SONAR is usually associated with dolphins and bats, but sound navigation and ranging technology has been harnessed by the vision impaired to help them get around.
In Casino yesterday as part of International White Cane Day activities, Patrick Reynolds, 87, was sporting a cane with inbuilt sonar, known as a K-sonar cane.
Mr Reynolds was taught to use the cane by Jessica Gillett of Guide Dogs Australia, who explained how the system works.
"There is a transmitter and a receiver at the front of the device," Ms Reynolds said.
"A sonic beam is sent out from the transmitter; it bounces off objects in the environment, comes back to the receiver and produces a sound scape of the environment."

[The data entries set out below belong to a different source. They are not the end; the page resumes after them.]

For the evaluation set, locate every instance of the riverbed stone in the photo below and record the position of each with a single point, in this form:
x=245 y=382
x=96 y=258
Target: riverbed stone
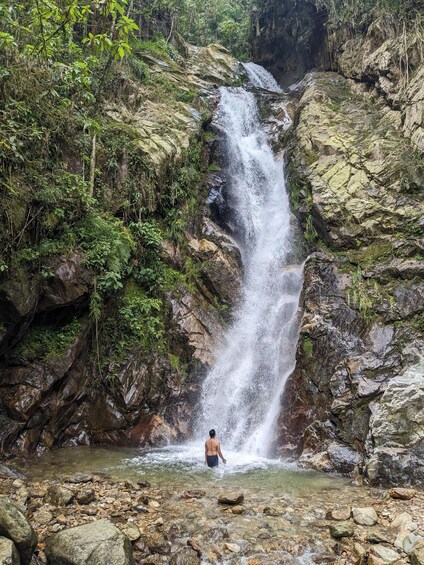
x=342 y=530
x=8 y=553
x=403 y=522
x=385 y=554
x=364 y=516
x=85 y=496
x=341 y=514
x=402 y=493
x=410 y=541
x=231 y=498
x=185 y=556
x=157 y=543
x=417 y=554
x=15 y=526
x=91 y=544
x=58 y=495
x=131 y=530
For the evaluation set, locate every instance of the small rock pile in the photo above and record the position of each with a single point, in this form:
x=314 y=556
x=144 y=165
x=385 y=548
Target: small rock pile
x=375 y=546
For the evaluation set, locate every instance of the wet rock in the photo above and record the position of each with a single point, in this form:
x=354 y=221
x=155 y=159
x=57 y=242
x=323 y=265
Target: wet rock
x=157 y=543
x=364 y=516
x=185 y=556
x=233 y=498
x=9 y=473
x=417 y=554
x=81 y=478
x=193 y=494
x=91 y=544
x=402 y=493
x=15 y=526
x=232 y=547
x=272 y=511
x=410 y=541
x=398 y=422
x=403 y=521
x=58 y=495
x=383 y=554
x=132 y=531
x=342 y=513
x=195 y=547
x=85 y=496
x=8 y=553
x=342 y=530
x=42 y=517
x=220 y=267
x=342 y=457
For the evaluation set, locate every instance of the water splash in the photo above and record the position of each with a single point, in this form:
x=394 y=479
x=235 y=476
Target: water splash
x=261 y=78
x=241 y=394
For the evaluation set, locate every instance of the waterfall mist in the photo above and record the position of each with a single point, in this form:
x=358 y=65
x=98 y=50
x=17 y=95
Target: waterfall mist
x=241 y=394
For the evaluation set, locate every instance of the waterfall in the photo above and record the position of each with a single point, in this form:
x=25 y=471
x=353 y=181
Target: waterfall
x=241 y=393
x=261 y=78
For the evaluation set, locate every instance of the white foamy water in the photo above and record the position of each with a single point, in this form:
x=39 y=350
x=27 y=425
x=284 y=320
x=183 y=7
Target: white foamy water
x=241 y=394
x=261 y=78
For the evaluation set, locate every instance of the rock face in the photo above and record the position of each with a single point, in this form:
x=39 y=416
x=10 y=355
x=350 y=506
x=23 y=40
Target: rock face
x=52 y=391
x=15 y=527
x=8 y=553
x=93 y=544
x=352 y=175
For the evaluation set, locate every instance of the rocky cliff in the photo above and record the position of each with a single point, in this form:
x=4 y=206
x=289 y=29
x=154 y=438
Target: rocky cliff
x=110 y=305
x=356 y=176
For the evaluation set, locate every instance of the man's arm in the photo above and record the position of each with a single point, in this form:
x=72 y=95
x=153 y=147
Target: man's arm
x=220 y=454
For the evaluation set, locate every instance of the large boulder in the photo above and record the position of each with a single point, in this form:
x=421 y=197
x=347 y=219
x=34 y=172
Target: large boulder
x=8 y=553
x=397 y=429
x=92 y=544
x=15 y=526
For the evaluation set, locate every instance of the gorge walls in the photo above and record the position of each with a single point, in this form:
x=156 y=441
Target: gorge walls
x=356 y=177
x=110 y=306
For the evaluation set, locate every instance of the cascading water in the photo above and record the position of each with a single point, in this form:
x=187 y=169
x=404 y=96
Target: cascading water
x=241 y=394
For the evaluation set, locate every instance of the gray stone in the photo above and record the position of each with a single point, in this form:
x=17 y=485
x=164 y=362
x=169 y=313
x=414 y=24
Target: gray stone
x=417 y=554
x=341 y=514
x=85 y=495
x=365 y=516
x=131 y=531
x=9 y=473
x=384 y=553
x=342 y=530
x=409 y=542
x=8 y=553
x=402 y=493
x=233 y=498
x=15 y=526
x=97 y=543
x=58 y=495
x=186 y=556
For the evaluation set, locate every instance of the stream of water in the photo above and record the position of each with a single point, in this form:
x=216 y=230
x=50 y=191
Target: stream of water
x=241 y=394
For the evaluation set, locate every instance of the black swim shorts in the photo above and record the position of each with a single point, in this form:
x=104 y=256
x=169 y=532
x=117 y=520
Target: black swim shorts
x=212 y=460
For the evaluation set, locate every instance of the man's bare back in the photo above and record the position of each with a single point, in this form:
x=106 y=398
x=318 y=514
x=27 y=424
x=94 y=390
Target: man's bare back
x=212 y=451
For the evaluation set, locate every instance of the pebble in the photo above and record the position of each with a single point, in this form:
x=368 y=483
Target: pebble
x=342 y=530
x=233 y=547
x=402 y=493
x=384 y=553
x=234 y=498
x=364 y=516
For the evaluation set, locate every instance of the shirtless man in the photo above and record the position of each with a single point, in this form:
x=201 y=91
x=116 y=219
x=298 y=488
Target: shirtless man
x=212 y=450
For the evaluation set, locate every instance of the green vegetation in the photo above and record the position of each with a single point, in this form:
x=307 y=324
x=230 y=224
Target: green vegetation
x=361 y=13
x=308 y=346
x=47 y=342
x=73 y=178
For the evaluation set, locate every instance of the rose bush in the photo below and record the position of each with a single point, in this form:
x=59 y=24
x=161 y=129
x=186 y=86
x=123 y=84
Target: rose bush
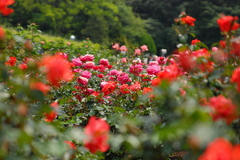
x=60 y=101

She explained that glass makes a ringing noise, concrete sounds more dense and people sound "a little bit squishy".
The device enables Mr Reynolds to know what is ahead of him in the near distance, beyond the reach of his cane.
Mr Reynolds has been vision impaired for six years since macular degeneration robbed him of vision in his left eye and left only 20% vision in his right.
He said no longer being able to drive is the greatest loss he suffered as a result of his vision impairment, and that using his cane can present some challenges.
"The main thing is people kick my cane as I am walking along the footpath," he said.
Mr Reynolds has attached flashing green and red lights to his two canes to help overcome the problem.